Zwölf Monate Wartezeit

Die Auditierung zur familiengerechten Kommune erfolgt nach einem vorgegebenen Verfahren und dauert zwölf Monate. In diesem Zeitraum werden die aktuellen Angebote zusammengefasst und Strategien für die Zukunft erarbeitet. Anschließend werden auch Familien und Ortskundige hinzugezogen. Sie sollen an der Abstimmung der Ziele beteiligt werden. Sechs Punkte sollen dabei bearbeitet werden.

Dazu gehören Senioren und Generationen, Wohnumfeld und Lebensqualität, Beratung und Unterstützung für Familien, Bildung und Erziehung, Familie, Arbeitswelt und Betreuung sowie Vernetzung und Nachhaltigkeit. Damit die Stadt all diese Punkte nicht alleine erarbeiten muss, steht der Verein Familienfreundliche Kommune e.V. unterstützend zur Seite.

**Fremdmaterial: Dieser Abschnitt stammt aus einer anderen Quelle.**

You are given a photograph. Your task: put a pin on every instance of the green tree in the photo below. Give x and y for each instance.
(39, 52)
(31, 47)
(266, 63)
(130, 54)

Das Verfahren setzt sich aus mehreren Phasen zusammen. Dazu zählen neben der Erfassung der aktuellen Situation auch die Analyse, Workshops mit dem Ziel der Strategiefindung und die Festlegung eines oder mehrerer Schwerpunkte. Nach diesen zwölf Monaten folgt die Festlegung der Maßnahmen und der Beschluss des Rates.

Öffentlich verliehen

Bei einem positiven Ergebnis erhält die Stadt das Zertifikat „Familiengerechte Kommune“, das öffentlich verliehen wird und für drei Jahre gilt. In diesen drei Jahren wäre die Stadt dann verpflichtet, dem Verein jährlich über den Entwicklungsstand zu berichten. Nach drei Jahren wird Bilanz gezogen und das Zertifikat kann für weitere drei Jahre verlängert werden. Ziel sei es, die Attraktivität Stolbergs als Familienstandort zu stärken. Möglich ist das auch in anderen Städten. Stolberg könnte somit als Modellkommune vorangehen.